Here's a weird one: A system at work has (God knows why) a gazillion symlinks directly under / pointing to NFS mountpoints for filesystems (some of which might well have high latency).
If I run "df -l", using the -l option in the apparently vain hope that it might not timeout forever on some NFS mount, it hangs for a long time.
If I try to discover which mountpoint it hangs at by running "strace df -l", it no longer hangs. All the stat calls run fast, and df prints the info on the local filesystems.
There isn't supposed to be any difference running under strace (except maybe for setuid and such), any clues what weird rabbit hole this is going down?
I'm tempted to alias df to strace -o /dev/null df :-).
On 03/04/2015 05:01 PM, Tom Horsley wrote:
Here's a weird one: A system at work has (God knows why) a gazillion symlinks directly under / pointing to NFS mountpoints for filesystems (some of which might well have high latency).
If I run "df -l", using the -l option in the apparently vain hope that it might not timeout forever on some NFS mount, it hangs for a long time.
If I try to discover which mountpoint it hangs at by running "strace df -l", it no longer hangs. All the stat calls run fast, and df prints the info on the local filesystems.

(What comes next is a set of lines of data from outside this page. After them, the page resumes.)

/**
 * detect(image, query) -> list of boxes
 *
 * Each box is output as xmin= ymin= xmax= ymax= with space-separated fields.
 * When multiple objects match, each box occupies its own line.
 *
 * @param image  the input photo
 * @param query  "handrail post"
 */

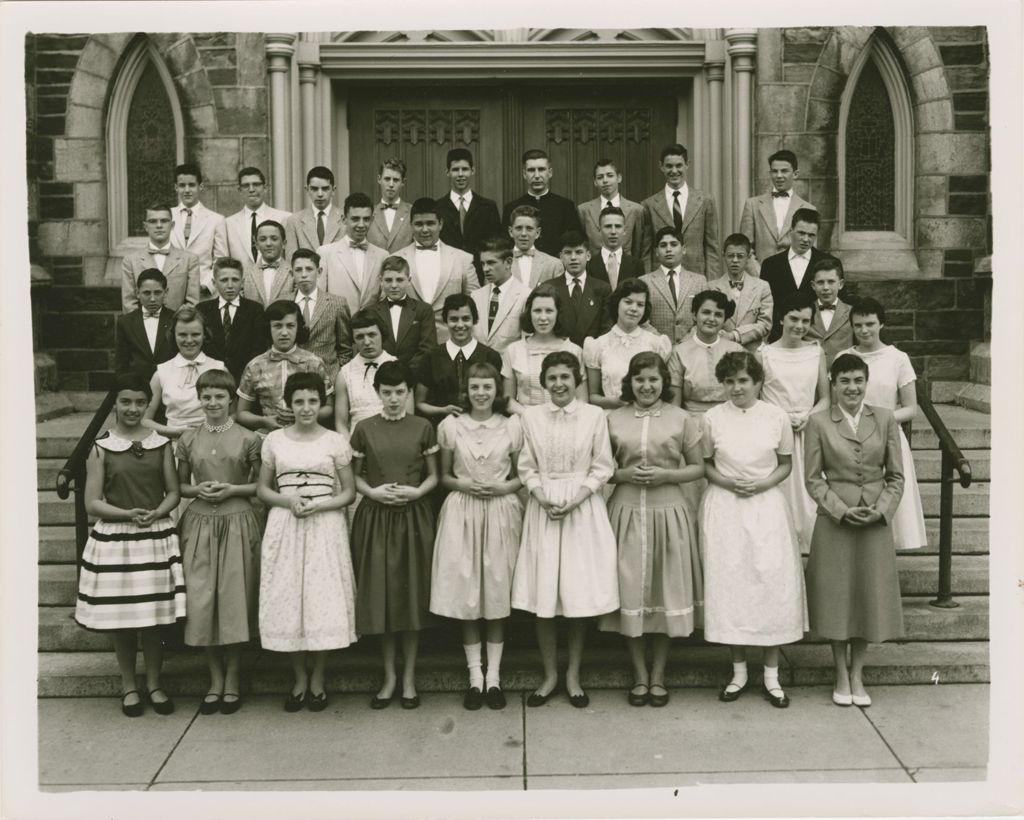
xmin=930 ymin=446 xmax=959 ymax=609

There isn't supposed to be any difference running under strace (except maybe for setuid and such), any clues what weird rabbit hole this is going down?
I'm tempted to alias df to strace -o /dev/null df :-).

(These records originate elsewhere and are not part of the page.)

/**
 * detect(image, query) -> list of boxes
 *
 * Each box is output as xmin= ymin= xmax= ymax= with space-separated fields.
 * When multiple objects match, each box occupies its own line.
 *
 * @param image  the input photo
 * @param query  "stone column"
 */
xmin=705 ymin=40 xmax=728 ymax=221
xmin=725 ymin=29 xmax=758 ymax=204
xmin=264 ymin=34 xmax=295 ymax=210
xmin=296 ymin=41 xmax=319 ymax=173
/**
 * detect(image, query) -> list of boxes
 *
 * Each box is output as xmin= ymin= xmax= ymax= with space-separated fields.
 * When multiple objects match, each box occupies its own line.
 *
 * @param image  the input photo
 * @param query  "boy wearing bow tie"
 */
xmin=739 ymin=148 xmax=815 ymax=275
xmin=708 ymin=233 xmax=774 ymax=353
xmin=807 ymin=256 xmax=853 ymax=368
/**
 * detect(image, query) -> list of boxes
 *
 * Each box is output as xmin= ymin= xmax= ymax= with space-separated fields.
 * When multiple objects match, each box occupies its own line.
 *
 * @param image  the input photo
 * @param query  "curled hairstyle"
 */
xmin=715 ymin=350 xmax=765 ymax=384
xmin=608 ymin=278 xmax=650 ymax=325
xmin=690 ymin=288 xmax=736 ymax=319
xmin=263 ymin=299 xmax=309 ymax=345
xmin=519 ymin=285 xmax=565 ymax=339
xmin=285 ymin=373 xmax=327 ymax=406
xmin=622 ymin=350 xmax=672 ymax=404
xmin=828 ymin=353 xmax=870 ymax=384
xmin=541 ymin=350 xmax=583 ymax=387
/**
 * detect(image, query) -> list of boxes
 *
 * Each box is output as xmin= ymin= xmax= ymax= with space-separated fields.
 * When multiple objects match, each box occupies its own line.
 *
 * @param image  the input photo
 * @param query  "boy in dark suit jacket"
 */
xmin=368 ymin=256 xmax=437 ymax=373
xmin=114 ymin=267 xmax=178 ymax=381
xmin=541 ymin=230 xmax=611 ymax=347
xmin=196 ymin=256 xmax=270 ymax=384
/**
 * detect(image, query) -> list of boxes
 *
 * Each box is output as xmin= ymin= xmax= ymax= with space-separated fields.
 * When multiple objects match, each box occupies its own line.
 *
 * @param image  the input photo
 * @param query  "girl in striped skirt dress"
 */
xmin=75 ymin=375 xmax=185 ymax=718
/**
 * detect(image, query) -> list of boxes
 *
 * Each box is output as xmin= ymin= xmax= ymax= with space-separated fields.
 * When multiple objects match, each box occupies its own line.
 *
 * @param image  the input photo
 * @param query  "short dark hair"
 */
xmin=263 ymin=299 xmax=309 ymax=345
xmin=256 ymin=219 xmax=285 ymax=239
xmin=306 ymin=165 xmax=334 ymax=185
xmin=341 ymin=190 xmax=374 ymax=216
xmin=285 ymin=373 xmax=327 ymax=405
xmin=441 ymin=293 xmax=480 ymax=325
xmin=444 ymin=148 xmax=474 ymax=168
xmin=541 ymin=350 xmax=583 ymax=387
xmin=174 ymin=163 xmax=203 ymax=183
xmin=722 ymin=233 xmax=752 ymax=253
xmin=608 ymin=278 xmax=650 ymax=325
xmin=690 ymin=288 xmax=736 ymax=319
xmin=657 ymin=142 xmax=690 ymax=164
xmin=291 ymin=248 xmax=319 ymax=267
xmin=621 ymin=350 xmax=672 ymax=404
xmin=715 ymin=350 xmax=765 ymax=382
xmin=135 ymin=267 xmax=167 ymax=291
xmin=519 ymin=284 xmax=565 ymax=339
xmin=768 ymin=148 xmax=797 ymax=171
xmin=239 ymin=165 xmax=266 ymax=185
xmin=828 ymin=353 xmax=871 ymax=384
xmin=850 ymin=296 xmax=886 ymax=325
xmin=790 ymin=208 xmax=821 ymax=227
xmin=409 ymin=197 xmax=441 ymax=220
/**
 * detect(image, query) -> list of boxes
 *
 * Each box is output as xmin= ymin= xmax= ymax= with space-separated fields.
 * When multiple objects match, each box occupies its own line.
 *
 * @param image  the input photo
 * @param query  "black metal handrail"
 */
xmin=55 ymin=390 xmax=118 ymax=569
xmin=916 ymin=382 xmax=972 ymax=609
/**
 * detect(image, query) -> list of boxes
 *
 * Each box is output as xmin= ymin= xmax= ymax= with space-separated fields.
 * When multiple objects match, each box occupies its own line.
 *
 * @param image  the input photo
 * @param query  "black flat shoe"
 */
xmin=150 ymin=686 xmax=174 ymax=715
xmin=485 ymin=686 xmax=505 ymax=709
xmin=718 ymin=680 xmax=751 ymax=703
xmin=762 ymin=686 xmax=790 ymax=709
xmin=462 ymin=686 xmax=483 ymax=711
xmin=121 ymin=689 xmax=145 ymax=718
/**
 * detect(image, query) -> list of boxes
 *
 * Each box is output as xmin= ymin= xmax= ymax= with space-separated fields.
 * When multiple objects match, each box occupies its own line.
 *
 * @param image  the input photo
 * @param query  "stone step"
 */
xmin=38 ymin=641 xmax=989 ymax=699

Methinks the "df -l" still walks down non-local filesystems but limits the _display_ to local systems. I haven't tried it, but that may be what it's doing.
Odds are that while df is traversing one of those NFS beasties, it is in a "D" state (verifiable by running top and looking at it). If so, it's waiting for some sort of signal (generally "I/O Complete" which may never come if the NFS server isn't answering the bell).
Since strace requires it to report what it's doing, it's getting interrupted a lot, so it doesn't hang. I mean, it's still waiting on the I/O to complete from NFS, but rather than waiting an interminate time, it's getting interrupts (signals) from strace rather than hanging on the one from the NFS system.
Just a wild guess. I stay out of rabbit holes (I'm claustrophobic). ---------------------------------------------------------------------- - Rick Stevens, Systems Engineer, AllDigital ricks@alldigital.com - - AIM/Skype: therps2 ICQ: 22643734 Yahoo: origrps2 - - - - If the enemy's in range...so are you! - ----------------------------------------------------------------------
On 04Mar2015 18:27, Rick Stevens ricks@alldigital.com wrote:
On 03/04/2015 05:01 PM, Tom Horsley wrote:
Here's a weird one: A system at work has (God knows why) a gazillion symlinks directly under / pointing to NFS mountpoints for filesystems (some of which might well have high latency).
If I run "df -l", using the -l option in the apparently vain hope that it might not timeout forever on some NFS mount, it hangs for a long time.
"Walks"? This is df, not du. Consult mount table, do fstats.
[...]
Since strace requires it to report what it's doing, it's getting interrupted a lot, so it doesn't hang. I mean, it's still waiting on the I/O to complete from NFS, but rather than waiting an interminate time, it's getting interrupts (signals) from strace rather than hanging on the one from the NFS system.
I'm fairly certain that strace does not work that way. The traced process is not doing work for the tracer.
Just a wild guess.
I think so too.
Tom:
- _after_ a fast straced df, is un unstraced df slow again? (thinking about cached answers to call, caches in the OS, possibly quite briefly)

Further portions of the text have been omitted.